‘Amongst your kinden, of course, it is a great term of respect. Your College scholars, your magnates, the great among you, are called ‘Masters’. Among the Wasp-kinden it is any man who owns a slave, and therefore has rights of life or death over that slave.’ His smile was thin and hard-edged. ‘So it will now be the choice of you and your workers just what interpretation we shall apply to that word. Do I make myself understood?’

He had, and they nodded unhappily, and murmured the title for him.

‘I am anticipating troublemakers,’ he told them. ‘The lazy, the impertinent, the disobedient, the talentless.’

‘Oh no, Master,’ said the woman amongst them. ‘We’ll be sure of that. No slackers in our houses. No backtalk either.’

‘You misunderstand me,’ said Drephos. ‘I am anticipating them. There are such in any body of workers, perhaps a dozen in every factory.’

The foremen were exchanging glances, approaching the point of denying it and then drawing back.

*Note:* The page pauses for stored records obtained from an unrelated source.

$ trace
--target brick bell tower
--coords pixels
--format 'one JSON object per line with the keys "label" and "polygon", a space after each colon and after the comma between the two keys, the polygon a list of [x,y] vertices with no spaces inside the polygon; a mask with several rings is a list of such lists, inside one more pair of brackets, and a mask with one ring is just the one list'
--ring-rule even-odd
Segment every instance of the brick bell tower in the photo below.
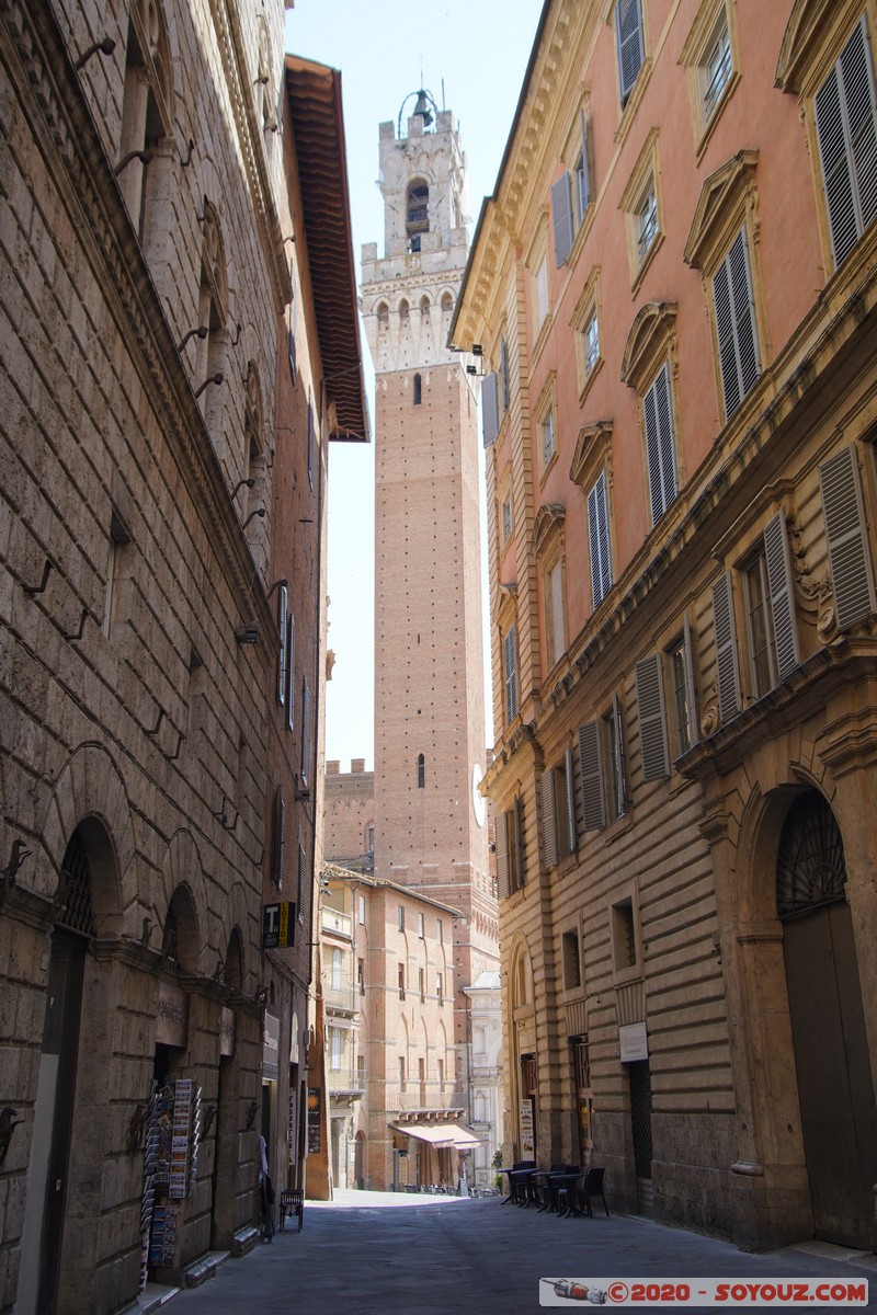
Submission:
{"label": "brick bell tower", "polygon": [[380,125],[379,187],[384,255],[363,246],[362,285],[376,372],[375,874],[463,914],[459,1044],[460,988],[498,968],[497,910],[476,789],[485,765],[477,406],[465,360],[446,346],[468,256],[465,156],[451,112],[425,91],[402,104],[398,129]]}

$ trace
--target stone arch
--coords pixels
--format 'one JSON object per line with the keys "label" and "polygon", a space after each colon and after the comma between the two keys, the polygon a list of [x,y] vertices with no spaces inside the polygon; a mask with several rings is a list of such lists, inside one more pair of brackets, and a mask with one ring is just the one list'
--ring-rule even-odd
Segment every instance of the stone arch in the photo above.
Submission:
{"label": "stone arch", "polygon": [[[195,945],[187,942],[187,961],[184,963],[184,967],[191,972],[199,972],[204,968],[204,955],[206,953],[208,943],[217,952],[220,945],[217,943],[217,938],[210,935],[208,926],[208,888],[204,868],[201,865],[201,855],[192,832],[183,827],[180,827],[179,831],[175,831],[171,836],[164,855],[164,863],[162,864],[162,886],[155,906],[155,915],[159,927],[164,928],[167,913],[180,889],[185,889],[187,892],[192,906],[191,917],[195,919],[195,927],[192,928],[188,924],[189,910],[181,910],[184,917],[184,934],[187,936],[195,935],[197,938]],[[176,914],[180,913],[179,905],[175,911]],[[222,938],[222,944],[225,945],[225,938]]]}
{"label": "stone arch", "polygon": [[[34,889],[54,897],[67,844],[76,827],[87,825],[85,839],[95,843],[92,901],[97,936],[139,936],[134,821],[125,784],[110,755],[99,744],[83,744],[58,773],[41,840],[49,865],[34,868]],[[96,825],[100,823],[100,831]]]}
{"label": "stone arch", "polygon": [[199,918],[192,892],[181,882],[171,896],[162,922],[162,952],[174,968],[197,972],[201,959]]}

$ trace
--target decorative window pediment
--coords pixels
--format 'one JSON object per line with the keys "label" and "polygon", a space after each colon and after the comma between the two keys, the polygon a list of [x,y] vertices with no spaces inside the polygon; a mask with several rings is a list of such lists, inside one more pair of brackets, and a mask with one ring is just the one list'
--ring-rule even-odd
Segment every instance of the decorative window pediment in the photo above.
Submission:
{"label": "decorative window pediment", "polygon": [[621,379],[628,388],[643,392],[676,327],[675,301],[648,301],[636,313],[621,364]]}
{"label": "decorative window pediment", "polygon": [[533,522],[533,551],[535,556],[544,552],[551,539],[560,533],[567,517],[567,509],[560,502],[543,502]]}
{"label": "decorative window pediment", "polygon": [[828,71],[840,36],[852,26],[861,0],[795,0],[782,34],[774,85],[806,91]]}
{"label": "decorative window pediment", "polygon": [[682,252],[694,270],[709,272],[730,246],[746,208],[753,204],[757,163],[757,151],[738,151],[703,183]]}
{"label": "decorative window pediment", "polygon": [[579,430],[572,454],[569,479],[582,489],[590,488],[597,472],[606,466],[611,452],[613,422],[598,419]]}

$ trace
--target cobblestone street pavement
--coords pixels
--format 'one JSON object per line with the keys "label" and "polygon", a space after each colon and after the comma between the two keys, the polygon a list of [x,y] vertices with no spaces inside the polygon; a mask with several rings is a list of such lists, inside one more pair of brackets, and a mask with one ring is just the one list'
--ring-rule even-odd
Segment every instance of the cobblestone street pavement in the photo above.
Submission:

‘I am anticipating,’ Drephos explained happily, ‘that they will be singled out by you there, and reported to my soldiers. I am anticipating that my guards will have some three dozen such malcontents brought to me within the first five days of work here. Choose those who contribute least, or stir up trouble, or whom you personally dislike, whatever you will, but I will be very unhappy if my anticipations are not borne out.’

The two men nodded slowly now, looking as miserable as Totho had seen anyone in a long time, but the woman said, ‘Excuse me, Master, but. what shall be done with them, once your guardsmen have them?’

‘They will be allowed to participate in other parts of the creative process,’ Drephos told her. She paled a little at that, and then the soldiers began ushering all three away.

‘Some promise there, I think,’ Drephos mused, glancing back at his cadre of artificers. Besides Kaszaat and Totho there were two Beetle-kinden that must surely be twin brother and sister, a halfbreed that looked to mingle Wasp and Beetle blood, and a hulking nine-foot Mole Cricket whose weight made the whole gantry creak.

‘Master Drephos. ’ Totho started, feeling deeply uneasy about it all.

‘Ah, Totho,’ Drephos said. He was clearly in a fine mood today. ‘You have seen the prototype?’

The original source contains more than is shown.